Barbara Crecelius stood on a bank of the Great Miami River during a misty fall afternoon as the River Stewards unveiled a storybook trail that brings their colorful children’s picture book, Into the River, to life for families strolling along the bike path near Carillon Historical Park.

Although this is not the only storybook trail in Ohio, it’s profoundly meaningful. On one level, it promotes the need for all of us to conserve and protect the watershed. On a more poignant level, it reminds us to conserve and protect the legacy of Anne Crecelius ’07, Barbara’s late daughter and a beloved UD professor to whom the storybook trail is dedicated.

“This is so wonderful,” said her mother, who traveled from the Phoenix area for the dedication. “The River Stewards were very close to Anne’s heart. During her whole life she jumped in with both feet (into any initiative) — you couldn’t stop her.”

Anne, professor of health and sport science and one of the original River Stewards, co-founded the Rivers Institute in the Fitz Center for Leadership in Community. As a student, she helped imagine the concept for the Rivermobile, which traveled for nearly a decade to local schools to educate children about the Great Miami River Watershed before finding a permanent home earlier this year at the Boonshoft Museum.

Our University community will always remember Anne as a brilliant scholar and a dedicated mentor for her students who lived every day of her life with such zest. When she died of cancer in February at 37, she left an enduring mark at UD and on all of us.

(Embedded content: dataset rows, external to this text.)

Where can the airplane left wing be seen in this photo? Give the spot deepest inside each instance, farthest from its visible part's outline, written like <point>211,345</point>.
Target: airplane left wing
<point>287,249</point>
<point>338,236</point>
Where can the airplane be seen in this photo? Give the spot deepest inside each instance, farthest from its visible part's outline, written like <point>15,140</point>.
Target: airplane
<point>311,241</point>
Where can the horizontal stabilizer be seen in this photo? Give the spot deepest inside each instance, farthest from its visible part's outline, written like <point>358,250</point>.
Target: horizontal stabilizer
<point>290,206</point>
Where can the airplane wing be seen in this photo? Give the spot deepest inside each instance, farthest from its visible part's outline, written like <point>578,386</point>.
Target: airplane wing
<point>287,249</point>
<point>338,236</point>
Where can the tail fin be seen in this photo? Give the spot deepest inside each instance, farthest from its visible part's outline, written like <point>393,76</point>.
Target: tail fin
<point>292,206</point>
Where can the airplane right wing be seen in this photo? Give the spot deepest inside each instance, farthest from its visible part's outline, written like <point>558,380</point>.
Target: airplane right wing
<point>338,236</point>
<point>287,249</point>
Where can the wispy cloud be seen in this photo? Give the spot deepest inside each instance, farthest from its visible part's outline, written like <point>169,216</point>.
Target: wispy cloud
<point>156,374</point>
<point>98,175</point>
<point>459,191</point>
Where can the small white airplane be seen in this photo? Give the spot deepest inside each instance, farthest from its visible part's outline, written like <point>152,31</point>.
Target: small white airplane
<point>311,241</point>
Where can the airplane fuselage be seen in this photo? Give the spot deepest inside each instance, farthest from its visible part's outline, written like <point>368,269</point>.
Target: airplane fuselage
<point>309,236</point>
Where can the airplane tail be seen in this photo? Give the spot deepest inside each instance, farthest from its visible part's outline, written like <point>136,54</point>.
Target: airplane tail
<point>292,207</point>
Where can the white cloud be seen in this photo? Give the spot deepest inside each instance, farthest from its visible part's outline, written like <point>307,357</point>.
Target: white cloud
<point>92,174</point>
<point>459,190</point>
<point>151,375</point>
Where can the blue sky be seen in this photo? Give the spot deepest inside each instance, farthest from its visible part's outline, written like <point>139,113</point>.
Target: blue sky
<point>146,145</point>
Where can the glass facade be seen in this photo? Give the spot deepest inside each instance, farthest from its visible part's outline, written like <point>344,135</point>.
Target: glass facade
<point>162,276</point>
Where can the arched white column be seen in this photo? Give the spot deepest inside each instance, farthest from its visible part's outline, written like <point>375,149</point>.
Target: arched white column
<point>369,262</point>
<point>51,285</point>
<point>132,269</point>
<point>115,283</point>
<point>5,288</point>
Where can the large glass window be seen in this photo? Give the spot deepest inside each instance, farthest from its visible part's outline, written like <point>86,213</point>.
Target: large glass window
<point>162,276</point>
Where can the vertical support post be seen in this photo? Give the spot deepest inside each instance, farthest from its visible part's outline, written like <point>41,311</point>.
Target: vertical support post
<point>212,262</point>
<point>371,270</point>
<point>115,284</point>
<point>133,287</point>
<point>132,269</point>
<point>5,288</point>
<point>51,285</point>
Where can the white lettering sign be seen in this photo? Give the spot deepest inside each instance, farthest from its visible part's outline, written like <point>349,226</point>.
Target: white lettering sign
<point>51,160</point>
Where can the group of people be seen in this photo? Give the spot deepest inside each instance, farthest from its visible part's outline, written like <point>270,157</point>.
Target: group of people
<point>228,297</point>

“Anne meant the world to us. She still means the world to us,” colleague Corinne Daprano, associate dean in the School of Education and Health Sciences, said at the dedication. “She loved her family, and she loved the outdoors. She was adventurous and passionate, and she filled our hearts and the hearts of our students.”

Brother Ray Fitz, S.M., president emeritus, told the crowd that Anne’s days as a student worker in the Fitz Center and her life’s work offer lessons for today’s students. “There’s a challenge here to make a difference,” he said. “I have a deep love for Anne and love how you are dedicating this storybook trail to her as her legacy.”

As an intern with the Miami Conservancy District, Tessa O’Halloran, a 2024 River Steward and senior civil engineering major, helped write a successful proposal for a storybook trail grant funded by the Ohio Department of Natural Resources. UD students assisted in the design and fabrication of a dozen colorful signs that tell the story of a young child who dreams of turning into a great blue heron, a beaver, a snapping turtle, and other species on the Great Miami River who need a healthy river to thrive. The lesson for children: “This is your river to love and protect” and no one is “too small to make a difference.”

The storybook trail pays tribute “to all the stewards of rivers around the world” as it preserves Anne’s spirit for eternity. The opening sign says it all: “Anne will be sincerely missed, but her spirit will live on in all of us as long as the river flows.”